I was somewhat set back until I realized he wanted to make a chain wall out of
masonry blocks which they are typically pre-cast not built with block but
nevertheless I was humored.

Chain Wall - [https://www.hunker.com/13402487/what-is-a-chain-
wall](https://www.hunker.com/13402487/what-is-a-chain-wall)

Block -
[https://en.wikipedia.org/wiki/Concrete_masonry_unit](https://en.wikipedia.org/wiki/Concrete_masonry_unit)

------
duxup
We had gone through 3 rounds of layoffs. Things were sort of bleak those days.

We were called to a company wide conference call. We sat in the conference
room gathered around the phone thinking we were being laid off while someone
from "HR" explained that they had made an important decision. But they didn't
actually say what they were talking about, there was no meeting notes, the
invite to the meeting didn't even have a title, so everyone was confused.

They recounted that over the last 9 months HR had put in numerous hours on
this important project that had involved everyone in HR putting in extra
hours, and it had come to a successful conclusion.

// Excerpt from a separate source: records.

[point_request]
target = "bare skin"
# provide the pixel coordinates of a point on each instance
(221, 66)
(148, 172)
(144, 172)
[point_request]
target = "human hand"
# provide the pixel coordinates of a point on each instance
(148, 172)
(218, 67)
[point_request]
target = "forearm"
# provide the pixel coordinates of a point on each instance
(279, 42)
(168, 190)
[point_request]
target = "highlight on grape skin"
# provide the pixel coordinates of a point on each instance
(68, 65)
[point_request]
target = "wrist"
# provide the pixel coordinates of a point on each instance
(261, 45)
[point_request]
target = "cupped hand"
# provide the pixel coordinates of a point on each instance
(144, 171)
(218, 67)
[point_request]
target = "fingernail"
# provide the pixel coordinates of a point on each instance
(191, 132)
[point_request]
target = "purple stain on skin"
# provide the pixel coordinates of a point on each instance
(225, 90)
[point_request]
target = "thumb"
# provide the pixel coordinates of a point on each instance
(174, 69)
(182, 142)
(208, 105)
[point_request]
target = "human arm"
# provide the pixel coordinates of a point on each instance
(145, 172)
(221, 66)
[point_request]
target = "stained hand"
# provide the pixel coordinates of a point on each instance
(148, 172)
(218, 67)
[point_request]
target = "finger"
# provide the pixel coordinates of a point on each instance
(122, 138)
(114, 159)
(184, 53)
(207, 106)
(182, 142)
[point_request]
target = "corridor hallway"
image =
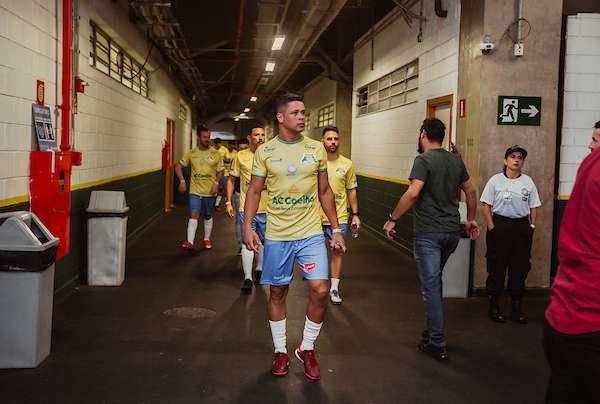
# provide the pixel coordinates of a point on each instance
(117, 345)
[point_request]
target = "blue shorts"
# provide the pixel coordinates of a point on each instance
(259, 224)
(204, 205)
(223, 182)
(278, 265)
(329, 232)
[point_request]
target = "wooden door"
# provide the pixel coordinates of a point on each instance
(169, 172)
(442, 108)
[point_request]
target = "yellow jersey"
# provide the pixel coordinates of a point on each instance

HR had renamed itself from "HR" to "People Services" to better reflect what
they do.

That was it.

------
thedevindevops
Dev: who should I handover to?

Mgr: Sandy

Dev: Sandy is leaving the week after I do

Mgr: We'll cross that bridge when we come to it

------
decasteve
Back in the mid 1990s our team had to keep our compiled binaries under a
certain size to fit on the eproms we were using. We were always refactoring
and moving things around to fit but it limited what we could do. A project
manager suggested we "remove all of the comments from the code to save space"
\-- not realizing the compiler does that away.

------
5555624
"Which bum dope was that?" (In response to, "You gave me some bum dope.")

------
scanny
'It's just adding a button, it should only take an hour'

------
muffa
Overheard a meeting where some project people were talking(you know the kind)
they were talking about some project being done in C++ but kept referring it
to CC++. True meeting engineers!

------
blodovnik
"I can write that in two weeks."